Thanks Bill, this is a sound and astute analysis of the dream-like quality of Alice's Adventures in Wonderland. Deconstructing the meaning of the dream images, we can see that the 'Drink Me' bottle of size-altering magic potion stands for the emergence of modern chemistry and physics, both the transformative power of chemicals and the recognition of orders of magnitude in physics, from the atom to the universe. Old Father William is my favourite. Hailing from the Antipathies deep below Wonderland, Bill lives upside down, standing on his head for his health. The walrus and the carpenter are archetypes of the colonial experience. The walrus is fat colonel blimp, while the carpenter is his practical sidekick. They eat the oysters without noticing, much as England ate the world by establishing the British Empire.

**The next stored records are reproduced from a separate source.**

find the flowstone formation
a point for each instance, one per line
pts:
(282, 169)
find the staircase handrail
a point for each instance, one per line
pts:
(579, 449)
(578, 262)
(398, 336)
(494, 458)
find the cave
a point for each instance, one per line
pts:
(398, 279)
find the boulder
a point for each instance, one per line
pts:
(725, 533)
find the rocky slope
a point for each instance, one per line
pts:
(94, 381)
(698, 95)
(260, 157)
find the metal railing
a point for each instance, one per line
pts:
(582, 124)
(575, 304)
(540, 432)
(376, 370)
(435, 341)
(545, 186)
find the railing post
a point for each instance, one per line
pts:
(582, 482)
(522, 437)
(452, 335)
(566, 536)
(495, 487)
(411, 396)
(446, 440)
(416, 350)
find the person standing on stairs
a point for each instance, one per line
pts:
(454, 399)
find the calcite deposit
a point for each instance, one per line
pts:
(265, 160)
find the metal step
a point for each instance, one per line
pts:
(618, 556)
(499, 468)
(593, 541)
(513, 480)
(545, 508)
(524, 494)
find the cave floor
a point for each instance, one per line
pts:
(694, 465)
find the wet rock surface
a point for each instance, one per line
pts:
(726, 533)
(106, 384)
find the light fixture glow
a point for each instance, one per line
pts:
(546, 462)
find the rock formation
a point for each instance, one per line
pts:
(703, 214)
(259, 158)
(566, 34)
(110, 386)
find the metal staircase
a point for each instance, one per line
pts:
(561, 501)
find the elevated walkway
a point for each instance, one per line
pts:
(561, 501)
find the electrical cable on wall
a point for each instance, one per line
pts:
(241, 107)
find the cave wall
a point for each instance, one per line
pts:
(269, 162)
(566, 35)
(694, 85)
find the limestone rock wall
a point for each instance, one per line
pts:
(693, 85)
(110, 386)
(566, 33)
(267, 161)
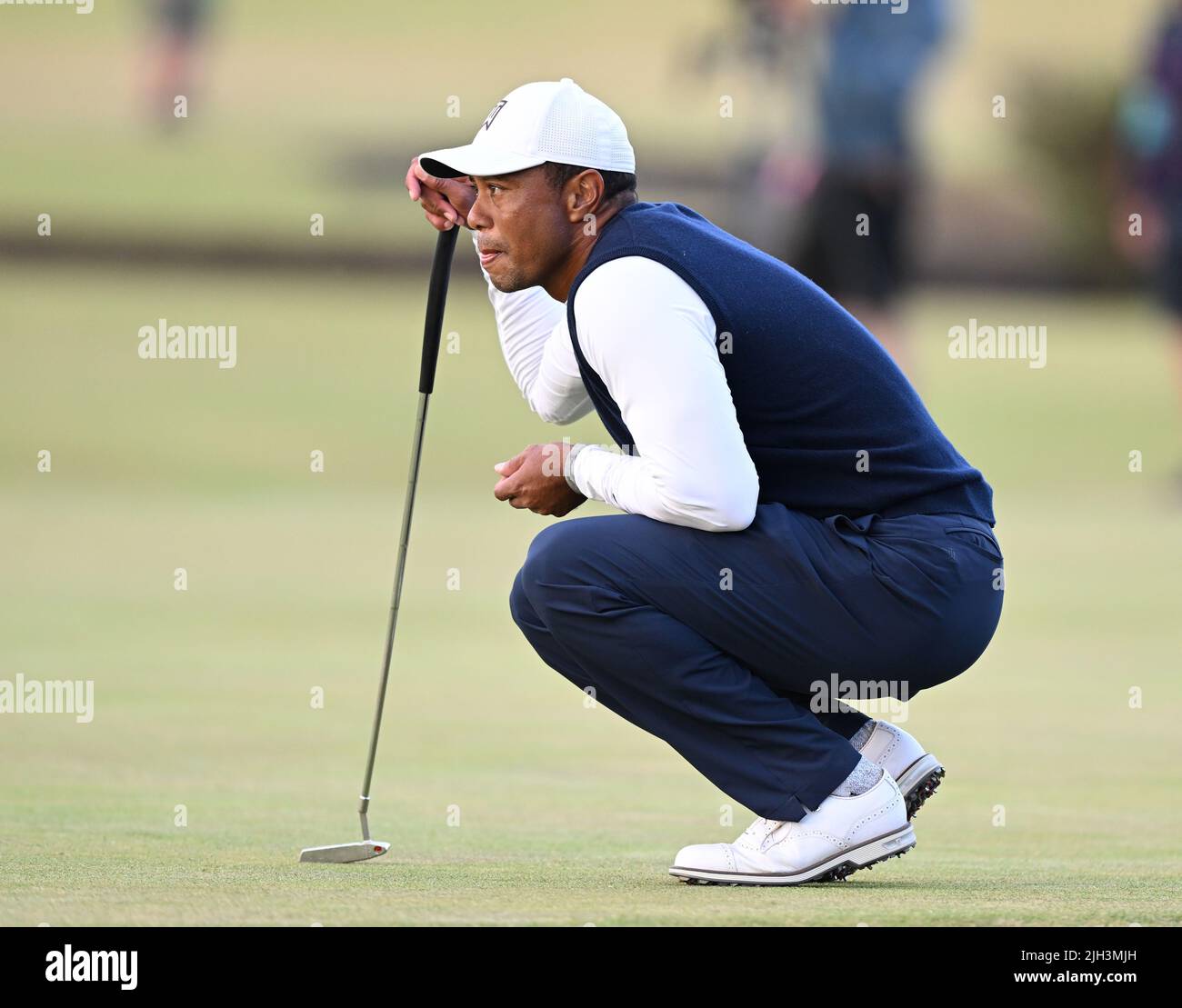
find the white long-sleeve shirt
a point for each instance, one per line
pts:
(651, 339)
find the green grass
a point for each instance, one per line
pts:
(290, 101)
(566, 815)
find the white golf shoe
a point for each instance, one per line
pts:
(837, 838)
(917, 771)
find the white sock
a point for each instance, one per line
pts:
(863, 778)
(863, 734)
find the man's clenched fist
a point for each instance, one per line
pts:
(533, 479)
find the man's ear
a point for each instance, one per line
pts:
(586, 195)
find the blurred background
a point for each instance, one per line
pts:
(232, 164)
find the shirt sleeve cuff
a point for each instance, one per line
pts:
(568, 469)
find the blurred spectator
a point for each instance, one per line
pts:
(1151, 126)
(175, 52)
(866, 95)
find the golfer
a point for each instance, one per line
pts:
(793, 520)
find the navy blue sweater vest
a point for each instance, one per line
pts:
(831, 424)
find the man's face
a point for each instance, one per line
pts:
(521, 225)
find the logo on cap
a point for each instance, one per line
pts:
(492, 115)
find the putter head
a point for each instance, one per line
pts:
(346, 853)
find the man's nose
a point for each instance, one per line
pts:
(477, 219)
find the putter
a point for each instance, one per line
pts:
(436, 296)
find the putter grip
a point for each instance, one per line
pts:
(436, 298)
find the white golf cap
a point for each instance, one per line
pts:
(545, 121)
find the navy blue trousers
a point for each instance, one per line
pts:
(728, 644)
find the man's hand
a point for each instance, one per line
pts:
(535, 480)
(445, 201)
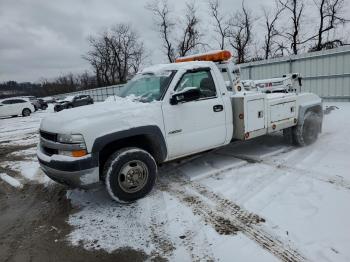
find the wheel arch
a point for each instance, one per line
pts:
(148, 138)
(303, 109)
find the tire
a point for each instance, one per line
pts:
(26, 112)
(288, 136)
(141, 171)
(307, 133)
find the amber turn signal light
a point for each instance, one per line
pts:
(79, 153)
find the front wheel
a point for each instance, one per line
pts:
(26, 112)
(130, 174)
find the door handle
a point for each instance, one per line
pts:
(218, 108)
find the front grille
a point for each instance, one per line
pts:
(49, 151)
(48, 136)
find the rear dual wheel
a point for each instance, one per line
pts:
(130, 174)
(306, 133)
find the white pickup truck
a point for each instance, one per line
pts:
(168, 112)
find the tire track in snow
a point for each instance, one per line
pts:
(227, 217)
(335, 180)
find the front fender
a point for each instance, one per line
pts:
(153, 133)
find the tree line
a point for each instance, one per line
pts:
(285, 28)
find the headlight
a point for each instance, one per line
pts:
(70, 139)
(72, 145)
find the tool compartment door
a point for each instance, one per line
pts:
(282, 111)
(255, 115)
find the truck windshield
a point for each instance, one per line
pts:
(148, 87)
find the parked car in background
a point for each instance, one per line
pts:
(16, 106)
(42, 104)
(73, 101)
(49, 99)
(34, 101)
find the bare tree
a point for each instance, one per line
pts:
(296, 8)
(190, 36)
(270, 20)
(180, 38)
(221, 23)
(115, 54)
(329, 18)
(240, 33)
(161, 12)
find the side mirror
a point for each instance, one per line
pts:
(187, 95)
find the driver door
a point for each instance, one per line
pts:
(198, 125)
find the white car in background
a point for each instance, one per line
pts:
(15, 106)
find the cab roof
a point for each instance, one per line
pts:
(178, 66)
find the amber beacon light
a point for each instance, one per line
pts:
(214, 56)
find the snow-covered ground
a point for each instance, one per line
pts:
(260, 200)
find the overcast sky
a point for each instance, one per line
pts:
(43, 38)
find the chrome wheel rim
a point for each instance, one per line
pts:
(133, 176)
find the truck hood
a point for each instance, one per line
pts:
(103, 118)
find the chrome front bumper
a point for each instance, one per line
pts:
(81, 173)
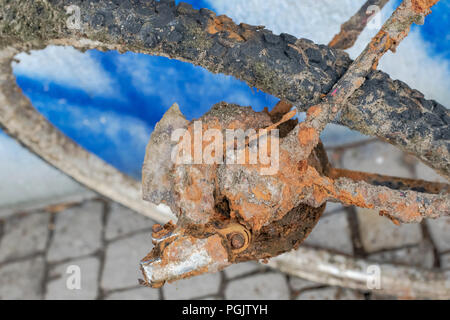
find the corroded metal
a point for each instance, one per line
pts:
(229, 213)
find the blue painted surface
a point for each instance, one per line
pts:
(117, 127)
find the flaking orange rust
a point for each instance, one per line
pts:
(223, 23)
(307, 135)
(408, 212)
(377, 46)
(314, 111)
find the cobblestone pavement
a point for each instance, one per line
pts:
(41, 250)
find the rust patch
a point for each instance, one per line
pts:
(225, 24)
(307, 136)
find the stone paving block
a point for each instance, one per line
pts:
(419, 256)
(445, 261)
(259, 287)
(376, 157)
(440, 232)
(195, 287)
(122, 261)
(22, 280)
(379, 233)
(301, 284)
(24, 235)
(332, 232)
(330, 293)
(77, 232)
(143, 293)
(243, 268)
(61, 275)
(122, 221)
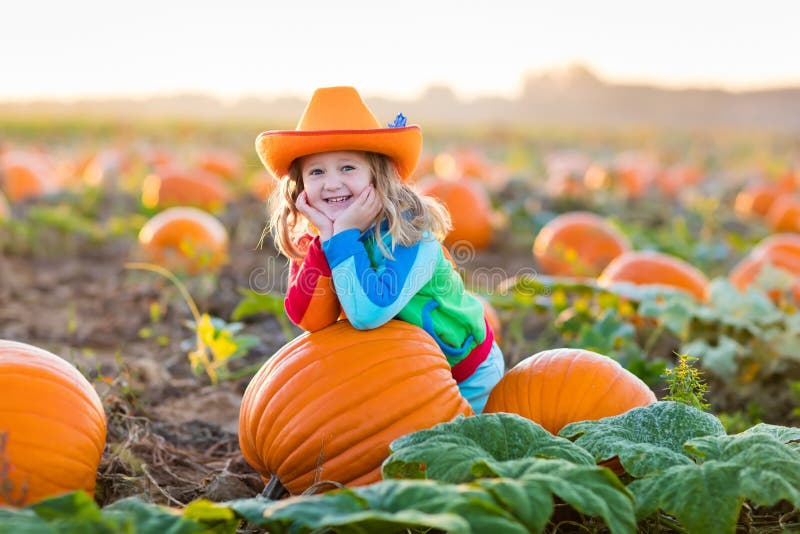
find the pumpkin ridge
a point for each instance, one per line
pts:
(378, 390)
(575, 362)
(31, 471)
(31, 446)
(283, 417)
(396, 419)
(604, 404)
(578, 410)
(81, 401)
(87, 395)
(54, 422)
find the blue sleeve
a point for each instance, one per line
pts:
(372, 296)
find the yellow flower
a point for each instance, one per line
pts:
(223, 346)
(206, 330)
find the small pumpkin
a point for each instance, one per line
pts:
(469, 207)
(185, 239)
(578, 243)
(174, 187)
(327, 404)
(560, 386)
(53, 422)
(655, 268)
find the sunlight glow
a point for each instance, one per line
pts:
(90, 48)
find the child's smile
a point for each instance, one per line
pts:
(332, 180)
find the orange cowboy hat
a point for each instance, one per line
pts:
(336, 118)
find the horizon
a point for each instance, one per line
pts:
(89, 50)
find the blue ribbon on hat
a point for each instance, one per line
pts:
(399, 121)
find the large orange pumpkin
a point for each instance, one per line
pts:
(745, 273)
(578, 244)
(560, 386)
(53, 422)
(756, 199)
(185, 239)
(655, 268)
(173, 187)
(469, 207)
(327, 404)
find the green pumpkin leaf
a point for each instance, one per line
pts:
(784, 434)
(487, 505)
(707, 497)
(77, 513)
(589, 489)
(448, 451)
(721, 359)
(388, 506)
(134, 515)
(646, 439)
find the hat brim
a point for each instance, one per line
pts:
(279, 148)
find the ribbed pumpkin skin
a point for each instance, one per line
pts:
(578, 244)
(560, 386)
(469, 207)
(655, 268)
(54, 421)
(185, 239)
(337, 397)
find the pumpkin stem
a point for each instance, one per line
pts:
(274, 489)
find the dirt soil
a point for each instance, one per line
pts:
(172, 436)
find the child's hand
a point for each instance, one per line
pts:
(317, 218)
(361, 213)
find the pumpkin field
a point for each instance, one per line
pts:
(643, 286)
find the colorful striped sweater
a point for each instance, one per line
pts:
(348, 276)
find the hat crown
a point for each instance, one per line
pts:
(337, 108)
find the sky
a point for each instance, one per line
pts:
(234, 48)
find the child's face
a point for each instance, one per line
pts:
(333, 180)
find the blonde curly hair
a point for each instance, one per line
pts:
(407, 213)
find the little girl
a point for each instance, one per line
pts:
(362, 244)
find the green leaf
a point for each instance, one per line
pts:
(486, 505)
(77, 513)
(673, 310)
(388, 506)
(78, 506)
(255, 303)
(720, 359)
(589, 489)
(448, 451)
(707, 497)
(208, 511)
(22, 522)
(784, 434)
(648, 439)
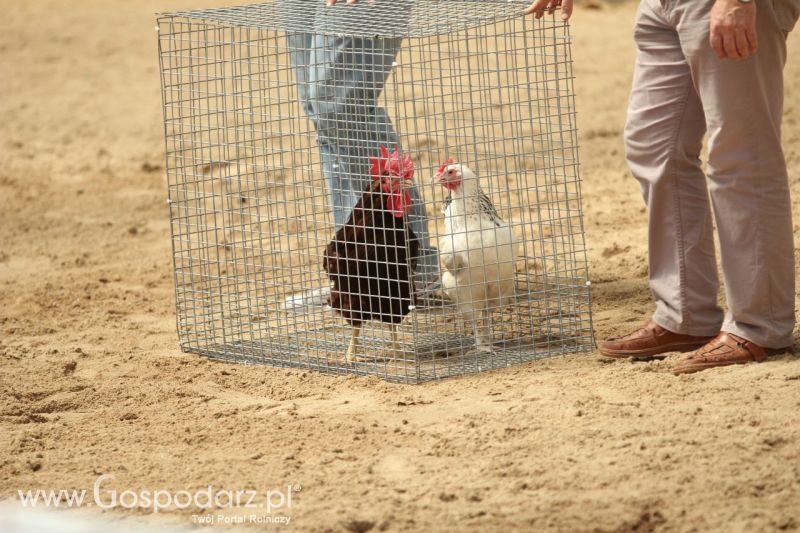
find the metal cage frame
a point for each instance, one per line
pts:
(271, 111)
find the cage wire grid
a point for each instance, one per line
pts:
(272, 116)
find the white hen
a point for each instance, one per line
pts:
(478, 251)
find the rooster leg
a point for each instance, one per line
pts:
(353, 349)
(483, 335)
(397, 350)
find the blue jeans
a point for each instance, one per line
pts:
(339, 80)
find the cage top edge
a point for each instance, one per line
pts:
(373, 18)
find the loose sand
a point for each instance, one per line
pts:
(92, 381)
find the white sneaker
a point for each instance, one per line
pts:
(313, 298)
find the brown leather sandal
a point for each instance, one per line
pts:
(649, 340)
(725, 349)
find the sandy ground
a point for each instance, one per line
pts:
(93, 383)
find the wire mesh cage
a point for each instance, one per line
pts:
(388, 188)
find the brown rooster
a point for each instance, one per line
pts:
(371, 259)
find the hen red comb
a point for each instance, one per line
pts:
(444, 165)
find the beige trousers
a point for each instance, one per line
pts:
(681, 91)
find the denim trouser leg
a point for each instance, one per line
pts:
(339, 81)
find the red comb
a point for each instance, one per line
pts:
(444, 165)
(379, 165)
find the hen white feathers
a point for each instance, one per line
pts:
(478, 252)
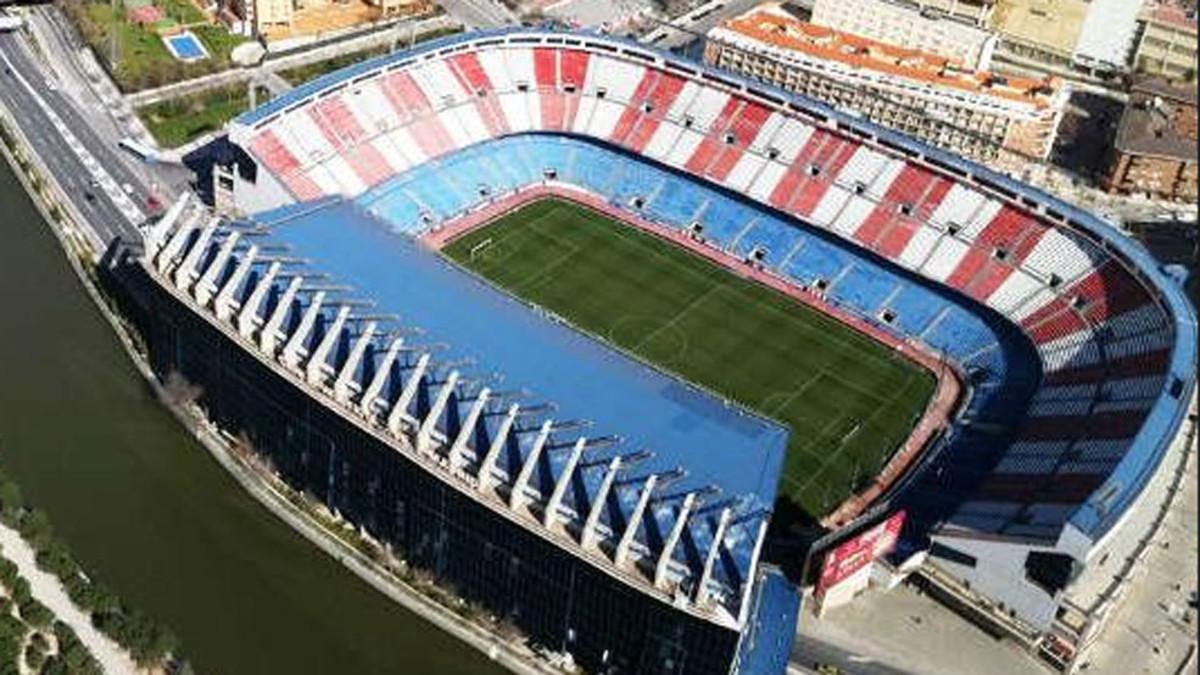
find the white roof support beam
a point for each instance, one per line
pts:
(664, 565)
(425, 432)
(748, 584)
(366, 404)
(517, 496)
(223, 304)
(186, 272)
(208, 284)
(468, 428)
(174, 245)
(342, 384)
(714, 550)
(551, 515)
(635, 521)
(406, 396)
(493, 452)
(291, 356)
(250, 309)
(315, 370)
(270, 334)
(588, 537)
(154, 238)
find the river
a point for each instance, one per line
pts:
(153, 515)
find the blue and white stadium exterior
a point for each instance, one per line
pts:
(1079, 351)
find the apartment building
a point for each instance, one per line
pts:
(1093, 34)
(1155, 151)
(911, 25)
(288, 18)
(1001, 120)
(1168, 42)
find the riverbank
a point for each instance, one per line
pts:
(49, 591)
(153, 515)
(419, 599)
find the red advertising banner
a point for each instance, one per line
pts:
(859, 551)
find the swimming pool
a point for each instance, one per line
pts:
(186, 47)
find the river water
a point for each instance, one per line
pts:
(151, 514)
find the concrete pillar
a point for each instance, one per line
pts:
(406, 396)
(155, 237)
(635, 521)
(588, 537)
(342, 384)
(207, 286)
(425, 432)
(714, 549)
(270, 334)
(250, 309)
(315, 370)
(174, 245)
(366, 404)
(664, 565)
(223, 304)
(493, 452)
(564, 479)
(468, 428)
(748, 584)
(186, 272)
(292, 348)
(516, 497)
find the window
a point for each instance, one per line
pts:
(952, 555)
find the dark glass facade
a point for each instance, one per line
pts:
(561, 602)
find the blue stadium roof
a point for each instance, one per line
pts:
(717, 442)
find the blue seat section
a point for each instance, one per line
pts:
(724, 217)
(676, 202)
(864, 287)
(915, 308)
(817, 260)
(636, 179)
(399, 209)
(597, 171)
(960, 334)
(775, 237)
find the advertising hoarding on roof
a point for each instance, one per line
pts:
(859, 551)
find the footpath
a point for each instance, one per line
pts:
(48, 590)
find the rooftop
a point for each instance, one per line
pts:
(498, 340)
(773, 25)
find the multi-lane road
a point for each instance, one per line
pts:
(91, 169)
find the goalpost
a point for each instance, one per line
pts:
(481, 248)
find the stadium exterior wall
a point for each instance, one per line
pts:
(557, 599)
(1101, 517)
(1095, 519)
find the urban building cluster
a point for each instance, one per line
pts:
(937, 96)
(1155, 149)
(990, 78)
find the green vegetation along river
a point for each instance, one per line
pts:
(153, 515)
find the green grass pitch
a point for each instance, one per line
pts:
(847, 400)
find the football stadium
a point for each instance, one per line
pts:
(569, 322)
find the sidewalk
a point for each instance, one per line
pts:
(49, 591)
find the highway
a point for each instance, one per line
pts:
(480, 13)
(91, 169)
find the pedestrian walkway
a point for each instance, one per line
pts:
(49, 591)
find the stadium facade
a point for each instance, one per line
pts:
(621, 519)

Analysis of the dream visions of Alice in Wonderland requires entry into a child-like naivete and innocence, a theme we discussed here on Booktalk as appearing strongly in the famous English children's story The Secret Garden.

__________ 27 Dec 2009 07:39 __________

The theme 'Down the Rabbit Hole' provides a memetic English appropriation and reflection of deep old myths of descent into the earth.

The Greeks have the descent of Odysseus and of Orpheus into Hades to meet Pluto the God of Death. Christianity has the descent of Christ into hell after his death on the cross.

The meme of the descent into the earth comes originally from the shamanic practice of lucid dreaming to imagine tunnels into the earth as a main method of traditional medicine.

Religion and fiction find a need to incorporate this idea into their stories. Lewis Carroll represents a Victorian British perspective, where tales of primitive tribes were circulating among anthropologists, and the idea of descent also had a respectable orthodox imperial pedigree in the stories of Christ and Ulysses. Carroll borrows the mythic meme of the tunnel into the earth to provide a framework for his imaginary satire.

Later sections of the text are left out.